Антон зажег горелку. За окнами было так темно, будто стекла измазали черной краской.
Позвонил телефон Антона. Он буркнул: «Глебыч» — и отбил звонок. Марина кашлянула.
— Что происходит?
Антон помолчал минуту.
— Не знаю. — Кажется, он не решился поделиться одолевающими его мыслями. — Лучше расскажи, что с Чижиком случилось.
— Сашу сосед-собачник обнаружил. Минут через десять после твоего отъезда. Лежал на газоне, весь в крови. Его мама в крематории была, на похоронах Матвея. А теперь и она сына потеряла. Тош… — Марина скомкала сумочку. — Это же совпадение, да? В реальности же не бывает, чтоб…

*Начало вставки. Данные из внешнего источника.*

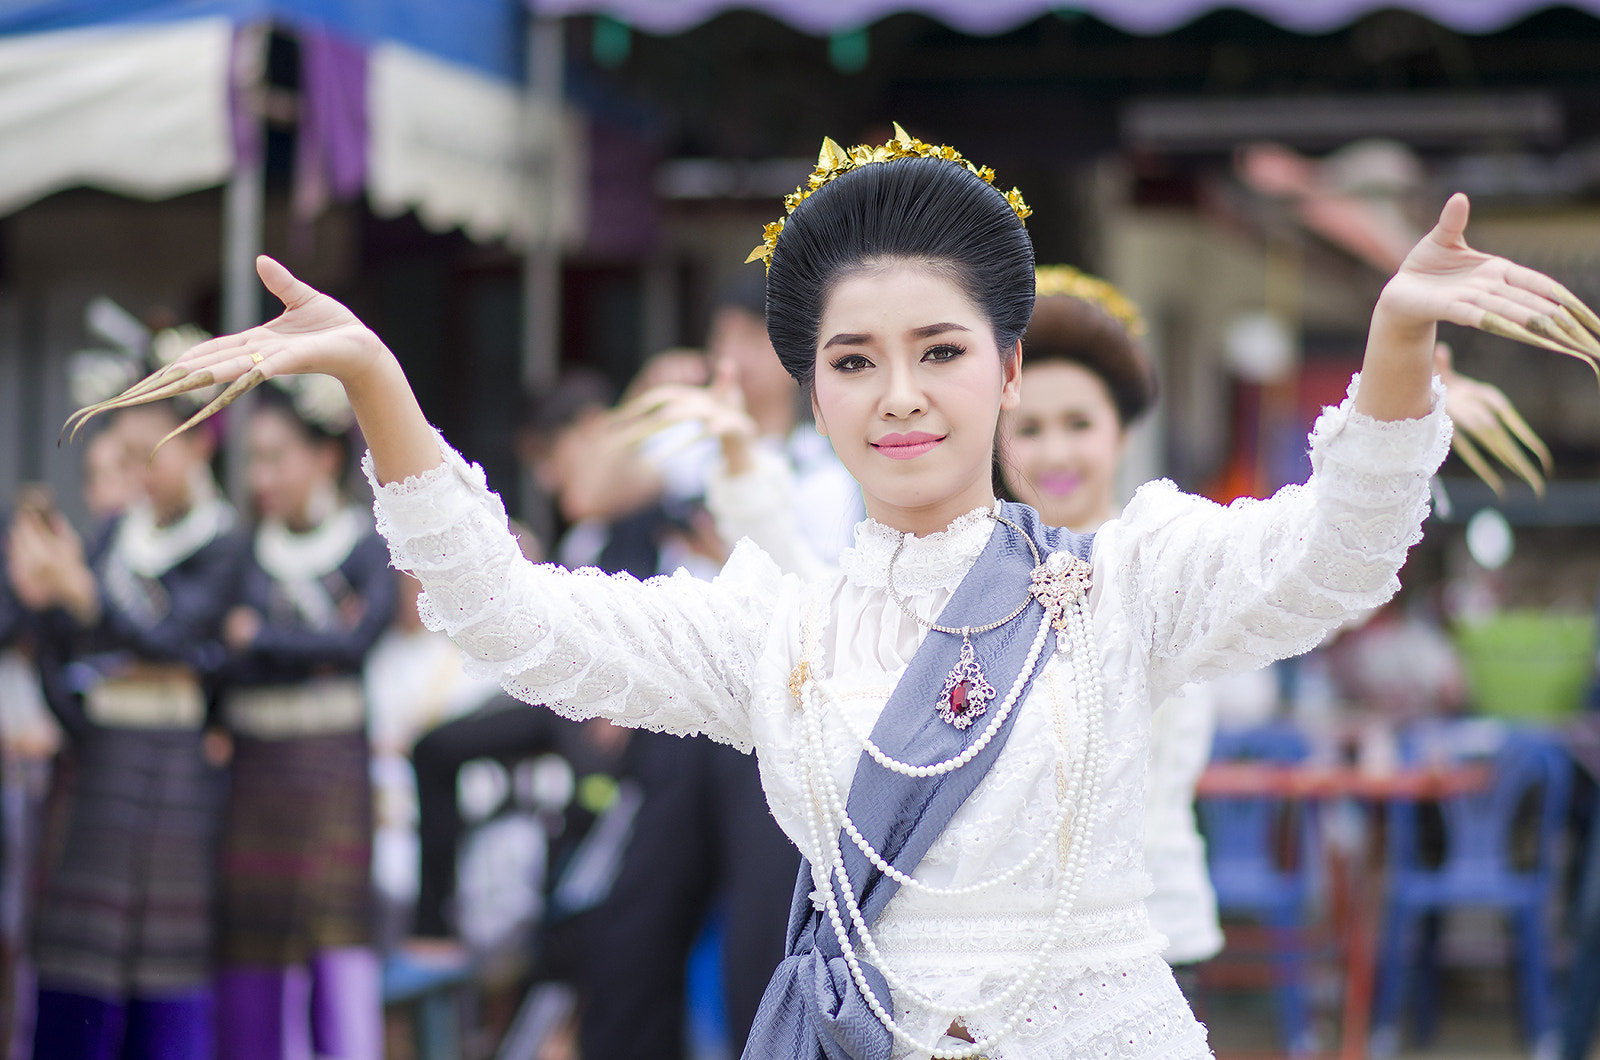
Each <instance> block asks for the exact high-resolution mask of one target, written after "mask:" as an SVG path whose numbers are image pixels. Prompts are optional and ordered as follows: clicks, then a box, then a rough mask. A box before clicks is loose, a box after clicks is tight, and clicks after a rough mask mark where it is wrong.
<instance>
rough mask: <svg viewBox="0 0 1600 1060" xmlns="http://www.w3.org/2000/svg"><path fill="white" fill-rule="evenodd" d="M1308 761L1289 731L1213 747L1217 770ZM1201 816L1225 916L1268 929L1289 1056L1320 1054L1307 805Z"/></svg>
mask: <svg viewBox="0 0 1600 1060" xmlns="http://www.w3.org/2000/svg"><path fill="white" fill-rule="evenodd" d="M1307 753H1309V748H1307V743H1306V738H1304V737H1302V735H1301V733H1299V732H1298V730H1294V729H1291V727H1288V725H1262V727H1259V729H1245V730H1232V732H1229V730H1219V732H1218V733H1216V738H1214V740H1213V745H1211V761H1213V762H1280V764H1290V762H1299V761H1302V759H1304V757H1306V756H1307ZM1198 810H1200V828H1202V831H1203V833H1205V841H1206V863H1208V866H1210V869H1211V885H1213V889H1214V890H1216V901H1218V909H1219V911H1221V913H1224V914H1232V916H1248V917H1251V919H1256V921H1259V922H1261V924H1264V925H1266V927H1267V929H1269V932H1270V935H1272V937H1274V951H1275V953H1274V966H1275V977H1274V978H1275V983H1274V998H1275V1002H1277V1010H1278V1028H1280V1033H1282V1036H1283V1044H1285V1049H1288V1052H1290V1055H1306V1054H1309V1052H1314V1050H1315V1041H1314V1036H1312V1026H1310V1006H1309V1001H1307V994H1309V990H1307V959H1306V946H1304V943H1302V935H1304V929H1306V924H1307V919H1306V911H1307V908H1309V905H1310V898H1312V895H1314V893H1315V890H1317V858H1315V842H1314V834H1312V828H1314V821H1312V817H1310V813H1309V812H1307V810H1306V807H1304V805H1302V804H1294V802H1290V801H1288V799H1280V797H1267V796H1250V797H1205V799H1200V801H1198ZM1285 855H1286V857H1285Z"/></svg>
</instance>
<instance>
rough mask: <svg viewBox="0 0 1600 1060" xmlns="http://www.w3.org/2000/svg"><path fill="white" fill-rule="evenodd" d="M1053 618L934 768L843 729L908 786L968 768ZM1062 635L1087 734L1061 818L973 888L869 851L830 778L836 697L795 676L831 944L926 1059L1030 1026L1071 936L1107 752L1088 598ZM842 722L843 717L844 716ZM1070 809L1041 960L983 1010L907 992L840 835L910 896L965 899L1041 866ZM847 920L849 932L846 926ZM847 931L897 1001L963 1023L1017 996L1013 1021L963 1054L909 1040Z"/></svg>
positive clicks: (847, 964) (1083, 727)
mask: <svg viewBox="0 0 1600 1060" xmlns="http://www.w3.org/2000/svg"><path fill="white" fill-rule="evenodd" d="M821 610H822V608H813V613H819V612H821ZM1050 623H1051V616H1050V615H1046V616H1045V620H1043V621H1042V624H1040V631H1038V634H1037V636H1035V639H1034V645H1032V648H1030V652H1029V656H1027V661H1026V663H1024V668H1022V674H1021V676H1019V677H1018V681H1016V682H1014V684H1013V687H1011V692H1010V695H1008V697H1006V700H1005V703H1003V705H1002V708H1000V711H997V714H995V717H994V719H992V721H990V724H989V725H987V727H986V730H984V733H982V735H981V737H979V740H976V741H974V743H973V745H971V746H970V748H966V751H963V753H962V754H958V756H955V757H952V759H947V761H944V762H939V764H934V765H914V764H909V762H901V761H898V759H894V757H891V756H888V754H885V753H883V751H882V749H880V748H878V746H877V745H875V743H874V741H872V740H870V737H869V735H866V733H861V732H859V730H858V729H856V727H854V725H853V724H851V722H850V721H848V719H846V721H845V727H846V729H848V730H850V732H851V735H853V737H854V738H856V740H858V741H859V743H861V745H862V749H864V751H867V754H870V756H872V759H874V761H875V762H878V764H880V765H883V767H885V769H890V770H893V772H898V773H902V775H906V777H931V775H939V773H946V772H950V770H955V769H960V767H962V765H966V764H968V762H970V761H971V759H973V757H974V756H976V754H978V753H979V751H981V749H982V748H984V746H987V745H989V743H990V741H992V738H994V737H995V733H997V732H998V729H1000V725H1002V724H1003V721H1005V717H1006V716H1008V714H1010V711H1011V709H1014V708H1016V703H1018V700H1019V698H1021V693H1022V689H1024V687H1026V685H1027V679H1029V677H1030V676H1032V671H1034V669H1035V666H1037V665H1038V655H1040V652H1042V650H1043V642H1045V637H1046V634H1048V629H1050ZM1061 624H1062V628H1059V629H1058V645H1056V647H1058V652H1061V653H1066V655H1070V658H1072V668H1074V697H1072V701H1074V709H1072V717H1074V722H1075V727H1077V730H1078V732H1082V733H1083V749H1082V754H1080V756H1078V757H1077V761H1075V762H1074V764H1072V770H1070V773H1069V778H1067V789H1066V791H1064V793H1062V794H1061V799H1059V802H1058V809H1056V815H1054V818H1053V823H1051V828H1050V831H1048V833H1046V834H1045V837H1043V841H1042V842H1040V844H1038V845H1037V847H1035V849H1034V850H1030V852H1029V855H1027V857H1026V858H1024V860H1022V861H1019V863H1018V865H1014V866H1011V868H1010V869H1005V871H1003V873H998V874H995V876H992V877H989V879H984V881H979V882H976V884H970V885H965V887H946V889H939V887H931V885H926V884H922V882H920V881H915V879H914V877H912V876H909V874H906V873H901V871H899V869H896V868H894V866H893V865H890V863H888V860H886V858H883V857H882V855H880V853H878V852H877V850H875V849H872V845H870V842H867V839H866V837H864V836H862V834H861V833H859V829H858V828H856V826H854V821H851V820H850V815H848V812H846V809H845V805H843V802H842V799H840V793H838V786H837V785H835V781H834V775H832V770H830V769H829V756H827V748H826V743H824V735H822V717H821V716H822V709H824V706H826V705H827V703H835V705H837V701H835V700H834V697H832V695H829V693H826V692H824V690H822V689H821V685H819V682H818V681H814V679H813V677H811V676H810V665H808V661H803V663H802V666H800V668H797V673H800V674H803V679H802V681H800V685H798V692H800V697H798V698H800V705H802V708H803V711H805V732H806V756H805V775H806V783H808V786H810V796H811V797H810V799H808V801H806V825H808V829H810V834H811V844H813V849H814V850H819V852H822V853H824V855H826V860H827V863H829V866H830V868H829V869H827V873H826V874H824V876H822V879H819V881H816V882H818V884H819V890H821V892H822V895H824V905H826V909H827V916H829V922H830V924H832V927H834V935H835V937H837V940H838V945H840V951H842V954H843V958H845V964H846V966H848V967H850V974H851V978H853V980H854V983H856V988H858V990H859V991H861V996H862V999H864V1001H866V1002H867V1007H869V1009H870V1010H872V1014H874V1015H875V1017H877V1018H878V1022H880V1023H882V1025H883V1026H885V1030H888V1031H890V1033H891V1034H893V1036H894V1038H896V1039H898V1041H899V1042H902V1044H906V1046H909V1047H912V1049H915V1050H920V1052H926V1054H930V1055H931V1057H934V1060H968V1058H973V1057H978V1055H979V1054H982V1052H984V1050H986V1049H989V1047H992V1046H994V1044H995V1042H998V1041H1000V1039H1002V1038H1005V1036H1006V1034H1010V1033H1011V1031H1013V1030H1016V1025H1018V1023H1019V1022H1021V1020H1022V1018H1024V1015H1026V1014H1027V1010H1029V1009H1030V1007H1032V1004H1034V1002H1035V1001H1037V998H1038V994H1040V990H1042V986H1043V977H1045V970H1046V967H1048V961H1050V956H1051V953H1053V950H1054V946H1056V943H1058V942H1059V940H1061V935H1062V932H1064V930H1066V924H1067V919H1069V917H1070V913H1072V909H1074V906H1075V905H1077V897H1078V892H1080V890H1082V885H1083V879H1085V876H1086V873H1088V842H1090V833H1091V813H1093V809H1094V805H1098V802H1099V789H1101V753H1102V724H1104V722H1102V716H1104V703H1106V690H1104V682H1102V679H1101V671H1099V665H1098V658H1096V653H1094V650H1093V648H1094V645H1093V639H1091V636H1090V624H1088V599H1086V596H1080V597H1078V599H1077V600H1074V602H1072V604H1069V605H1067V608H1066V615H1064V623H1061ZM806 626H808V628H806V634H805V658H806V660H810V658H821V650H819V642H821V634H819V631H818V629H814V628H813V624H811V623H808V624H806ZM840 716H842V717H845V713H843V711H840ZM1069 809H1070V815H1072V836H1070V841H1069V845H1067V855H1066V860H1064V865H1062V868H1061V877H1059V881H1058V887H1056V905H1054V913H1053V916H1051V924H1050V930H1048V932H1046V934H1045V937H1043V938H1042V940H1040V946H1038V953H1037V956H1035V958H1034V959H1032V961H1030V962H1029V967H1027V969H1026V970H1024V972H1022V975H1019V977H1018V980H1016V982H1014V983H1011V985H1010V986H1008V988H1006V990H1003V991H1002V993H1000V994H997V996H995V998H992V999H990V1001H989V1002H984V1004H982V1006H966V1007H963V1009H957V1007H950V1006H944V1004H941V1002H938V1001H934V999H931V998H926V996H925V994H923V993H922V991H918V990H915V988H914V986H910V985H909V983H907V982H906V980H904V978H902V977H901V975H898V974H894V970H893V969H891V967H890V966H888V962H886V961H885V959H883V954H882V951H880V950H878V946H877V942H875V940H874V938H872V932H870V930H869V925H867V922H866V917H864V916H862V914H861V906H859V903H858V900H856V893H854V889H853V885H851V882H850V874H848V871H846V869H845V857H843V849H842V845H840V841H838V833H840V831H843V833H845V834H848V836H850V837H851V842H854V844H856V847H858V849H861V852H862V853H864V855H866V857H867V858H869V860H870V861H872V865H874V866H875V868H878V871H882V873H885V874H888V876H890V877H891V879H894V881H896V882H899V884H901V885H907V887H912V889H915V890H922V892H925V893H931V895H947V897H955V895H968V893H974V892H978V890H984V889H989V887H994V885H998V884H1002V882H1006V881H1010V879H1014V877H1016V876H1018V874H1021V873H1022V871H1024V869H1026V868H1027V866H1029V865H1032V863H1035V861H1037V860H1038V857H1040V855H1042V853H1043V852H1045V850H1048V849H1050V845H1053V844H1054V842H1059V839H1058V837H1059V829H1061V826H1062V825H1064V823H1066V818H1067V813H1069ZM827 874H830V876H832V877H834V879H835V881H837V882H838V889H837V890H838V893H840V895H843V905H845V908H843V911H842V909H840V903H838V897H837V895H835V887H834V885H832V881H829V879H827V877H826V876H827ZM846 916H848V921H850V924H848V925H846V922H845V921H846ZM850 927H854V932H856V935H858V937H859V938H861V945H862V950H866V953H867V958H869V961H870V962H872V964H874V967H877V969H878V970H880V972H882V974H883V978H885V982H886V983H888V985H890V990H891V991H898V993H901V996H904V998H906V999H909V1001H910V1002H912V1004H917V1006H920V1007H925V1009H928V1010H931V1012H934V1014H936V1015H941V1017H946V1015H950V1017H960V1015H963V1014H966V1015H973V1014H978V1012H987V1010H990V1009H997V1007H1000V1006H1005V1004H1006V1002H1010V1001H1011V999H1013V998H1018V996H1019V1001H1018V1002H1016V1007H1014V1009H1013V1012H1011V1014H1010V1015H1008V1017H1006V1020H1003V1023H1002V1025H1000V1028H998V1030H995V1031H994V1033H992V1034H987V1036H984V1038H982V1039H981V1041H976V1042H971V1044H970V1046H966V1047H963V1049H944V1047H941V1046H938V1044H931V1042H925V1041H922V1039H918V1038H917V1036H915V1034H912V1033H909V1031H907V1030H904V1028H902V1026H899V1023H898V1022H896V1020H894V1014H893V1012H890V1010H888V1009H886V1007H885V1004H883V1001H882V999H878V998H877V994H875V993H874V990H872V985H870V983H869V982H867V977H866V974H864V972H862V967H861V958H859V956H858V953H856V948H854V945H853V943H851V940H850V935H851V932H850Z"/></svg>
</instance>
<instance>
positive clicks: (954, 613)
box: [744, 503, 1094, 1060]
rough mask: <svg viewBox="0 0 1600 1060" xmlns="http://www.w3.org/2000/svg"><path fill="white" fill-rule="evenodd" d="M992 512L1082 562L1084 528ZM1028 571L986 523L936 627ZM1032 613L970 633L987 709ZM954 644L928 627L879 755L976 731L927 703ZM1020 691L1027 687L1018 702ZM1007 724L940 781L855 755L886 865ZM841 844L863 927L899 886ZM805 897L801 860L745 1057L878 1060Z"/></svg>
mask: <svg viewBox="0 0 1600 1060" xmlns="http://www.w3.org/2000/svg"><path fill="white" fill-rule="evenodd" d="M1003 514H1005V517H1006V519H1010V520H1011V522H1014V524H1016V525H1019V527H1022V530H1024V532H1026V533H1029V535H1030V536H1032V538H1034V541H1037V543H1038V551H1040V556H1048V554H1050V552H1056V551H1066V552H1070V554H1074V556H1077V557H1078V559H1082V560H1085V562H1088V559H1090V549H1091V548H1093V543H1094V535H1077V533H1072V532H1069V530H1059V528H1054V527H1045V525H1043V524H1042V522H1040V520H1038V514H1037V512H1035V511H1034V509H1032V508H1027V506H1026V504H1013V503H1006V504H1005V508H1003ZM1032 570H1034V552H1032V549H1029V546H1027V541H1024V540H1021V538H1019V536H1018V533H1016V532H1014V530H1011V528H1010V527H1005V525H1000V527H997V530H995V533H994V535H992V536H990V538H989V544H987V548H984V551H982V554H981V556H979V557H978V562H976V564H973V568H971V570H970V572H968V573H966V576H965V578H963V580H962V584H960V586H957V589H955V594H954V596H952V597H950V602H949V604H946V605H944V610H942V612H941V613H939V618H938V621H939V624H942V626H966V624H974V626H981V624H987V623H990V621H994V620H995V618H998V616H1000V615H1003V613H1006V612H1008V610H1010V608H1013V607H1016V604H1018V600H1021V599H1022V594H1024V592H1027V586H1029V576H1030V573H1032ZM1042 618H1043V610H1042V608H1040V605H1038V602H1037V600H1034V602H1030V604H1029V607H1027V610H1024V612H1022V615H1021V616H1018V618H1016V620H1013V621H1010V623H1006V624H1005V626H1000V628H998V629H994V631H990V632H984V634H978V636H974V637H973V650H974V653H976V655H978V661H979V665H981V666H982V668H984V673H986V676H987V679H989V682H990V684H992V685H994V687H995V689H997V692H998V697H997V700H995V703H994V705H990V709H994V711H997V709H1000V703H1002V698H1003V697H1005V693H1006V692H1010V689H1011V684H1013V682H1014V681H1016V677H1018V674H1021V673H1022V665H1024V661H1026V660H1027V650H1029V647H1032V642H1034V636H1035V632H1037V631H1038V623H1040V620H1042ZM1053 648H1054V632H1050V634H1046V639H1045V647H1043V653H1042V655H1040V665H1038V666H1037V668H1035V671H1034V674H1035V676H1037V674H1038V671H1040V669H1043V660H1045V658H1048V653H1050V652H1051V650H1053ZM960 650H962V639H960V637H957V636H949V634H942V632H930V634H928V636H926V637H925V639H923V642H922V645H920V647H918V648H917V653H915V655H914V656H912V660H910V665H909V666H907V668H906V674H904V676H902V677H901V681H899V684H898V685H896V687H894V693H893V695H891V697H890V701H888V703H886V705H885V708H883V713H882V714H880V716H878V721H877V725H874V729H872V741H874V743H877V745H878V748H880V749H882V751H883V753H885V754H888V756H890V757H893V759H896V761H901V762H915V764H933V762H942V761H944V759H949V757H954V756H957V754H960V753H962V751H963V749H965V748H966V746H968V745H970V743H973V741H976V740H978V737H979V735H981V733H982V732H984V730H986V729H987V725H989V722H990V717H989V716H986V717H979V719H978V721H976V722H974V724H973V725H971V727H970V729H966V730H960V729H955V727H954V725H950V724H947V722H944V721H942V719H941V717H939V713H938V709H936V708H934V705H936V701H938V698H939V692H941V689H942V687H944V679H946V676H947V674H949V673H950V668H952V666H955V663H957V660H958V656H960ZM1029 681H1030V682H1032V677H1030V679H1029ZM1026 697H1027V689H1024V690H1022V693H1021V698H1019V700H1018V701H1019V703H1021V701H1022V700H1026ZM1014 721H1016V711H1014V709H1013V713H1011V714H1010V716H1008V717H1006V721H1005V724H1003V725H1002V727H1000V732H997V733H995V738H994V740H992V741H990V743H989V745H987V746H986V748H984V749H982V753H979V754H978V756H976V757H973V761H971V762H968V764H966V765H963V767H962V769H957V770H954V772H949V773H942V775H939V777H904V775H901V773H896V772H891V770H886V769H883V767H882V765H878V764H877V762H875V761H874V759H872V757H870V756H869V754H866V753H862V754H861V762H859V764H858V765H856V775H854V778H853V781H851V785H850V799H848V802H846V810H848V813H850V820H853V821H854V823H856V828H858V829H859V831H861V834H862V836H864V837H866V839H867V842H870V844H872V847H874V849H875V850H877V852H878V853H880V855H882V857H883V858H885V860H888V861H890V863H891V865H893V866H894V868H896V869H899V871H901V873H906V874H910V873H912V871H914V869H915V868H917V865H918V863H920V861H922V858H923V855H925V853H926V852H928V849H930V847H931V845H933V842H934V841H936V839H938V837H939V834H941V833H942V831H944V828H946V825H949V823H950V818H952V817H955V812H957V810H958V809H960V807H962V804H963V802H965V801H966V797H968V796H970V794H971V793H973V791H974V789H976V788H978V783H979V781H981V780H982V778H984V775H986V773H987V772H989V767H990V765H994V762H995V759H997V757H998V756H1000V749H1002V748H1003V746H1005V741H1006V737H1008V735H1010V732H1011V725H1013V722H1014ZM840 847H842V850H843V855H845V871H846V874H848V876H850V884H851V889H853V890H854V893H856V898H858V901H859V903H861V914H862V919H866V922H867V924H872V922H875V921H877V917H878V914H880V913H883V906H886V905H888V901H890V898H893V897H894V892H896V890H898V889H899V884H896V882H894V879H891V877H890V876H886V874H885V873H880V871H878V869H877V868H875V866H874V865H872V863H870V861H869V860H867V857H866V855H864V853H862V852H861V850H859V849H858V847H856V844H854V842H851V841H850V837H848V836H843V834H842V836H840ZM830 885H832V889H834V895H835V900H837V901H838V906H840V914H842V916H845V913H843V906H845V900H843V892H842V890H840V885H838V881H837V879H832V877H830ZM810 895H811V866H810V865H808V863H805V861H802V865H800V877H798V881H797V882H795V895H794V905H792V906H790V911H789V935H787V948H786V954H787V956H786V958H784V961H782V964H779V966H778V972H774V975H773V980H771V983H770V985H768V986H766V994H765V996H763V998H762V1007H760V1010H758V1012H757V1015H755V1026H754V1028H752V1030H750V1038H749V1041H747V1042H746V1047H744V1060H779V1058H784V1060H789V1058H794V1060H888V1057H890V1052H891V1047H893V1038H891V1034H890V1033H888V1030H886V1028H885V1026H883V1025H882V1023H880V1022H878V1018H877V1017H875V1015H874V1014H872V1010H870V1009H869V1007H867V1002H866V998H864V996H862V994H861V991H859V990H858V986H856V983H854V980H853V978H851V974H850V967H848V966H846V964H845V958H843V956H842V950H840V945H838V938H837V935H835V932H834V924H832V922H830V921H829V917H827V913H826V911H819V909H816V906H814V905H813V903H811V898H810ZM851 945H853V946H856V950H858V954H859V940H851ZM859 959H861V967H862V970H864V972H866V977H867V982H869V983H870V986H872V993H874V994H875V996H877V998H878V1001H880V1002H882V1004H885V1006H888V1007H893V1006H891V1002H890V990H888V983H886V982H885V980H883V975H882V974H880V972H878V970H877V969H874V967H872V966H870V964H867V962H866V958H864V956H861V958H859Z"/></svg>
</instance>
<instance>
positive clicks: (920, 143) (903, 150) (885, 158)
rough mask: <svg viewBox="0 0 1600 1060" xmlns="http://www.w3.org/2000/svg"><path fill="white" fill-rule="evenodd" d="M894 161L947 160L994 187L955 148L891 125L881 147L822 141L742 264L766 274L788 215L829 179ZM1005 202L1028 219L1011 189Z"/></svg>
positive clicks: (1016, 193) (1028, 209)
mask: <svg viewBox="0 0 1600 1060" xmlns="http://www.w3.org/2000/svg"><path fill="white" fill-rule="evenodd" d="M894 159H947V160H949V162H960V163H962V165H965V167H966V168H968V170H971V171H973V173H974V175H978V176H979V178H982V181H984V183H986V184H994V183H995V171H994V170H990V168H989V167H986V165H984V167H978V165H973V163H971V162H968V160H966V159H963V157H962V152H960V151H957V149H955V147H944V146H939V144H925V143H922V141H920V139H917V138H915V136H912V135H909V133H907V131H906V130H902V128H901V126H899V122H894V138H893V139H891V141H890V143H886V144H883V146H882V147H874V146H870V144H859V146H856V147H851V149H850V151H845V149H843V147H840V146H838V144H835V143H834V141H832V138H827V136H824V138H822V151H821V154H818V157H816V170H813V171H811V176H810V178H806V183H805V184H802V186H800V187H797V189H795V191H794V192H792V194H789V195H784V216H781V218H778V219H776V221H773V223H771V224H768V226H766V229H765V231H763V232H762V243H760V247H757V248H755V250H752V251H750V256H749V258H746V259H744V264H750V263H752V261H762V263H763V264H765V266H766V271H768V272H771V269H773V250H776V248H778V235H779V234H781V232H782V231H784V223H786V221H787V219H789V215H790V213H794V211H795V207H798V205H800V203H802V202H805V200H806V199H810V197H811V192H814V191H816V189H819V187H822V184H827V183H829V181H830V179H834V178H835V176H838V175H842V173H850V171H851V170H859V168H861V167H864V165H872V163H874V162H893V160H894ZM1005 200H1006V202H1008V203H1011V210H1014V211H1016V216H1018V218H1019V219H1027V218H1029V216H1030V215H1032V213H1034V211H1032V210H1030V208H1029V205H1027V203H1026V202H1022V192H1019V191H1018V189H1014V187H1013V189H1011V191H1008V192H1005Z"/></svg>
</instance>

Антон грохнул о столешницу чашкой. Оплескал кипятком заварку.
— Тош, мы разумные люди. Так не может быть. Не может!
Она думала о черном лице в заброшенной мазанке. О шорохах и щелканьях из рации покойного Чижика. О словах соседа думала: «Столько крови, будто его резали».
— Выпей, — сказал Антон. — Полегчает.
Марина принюхалась к травянистому аромату.
— Выпей и ложись с Анькой. Я на кушетке посплю.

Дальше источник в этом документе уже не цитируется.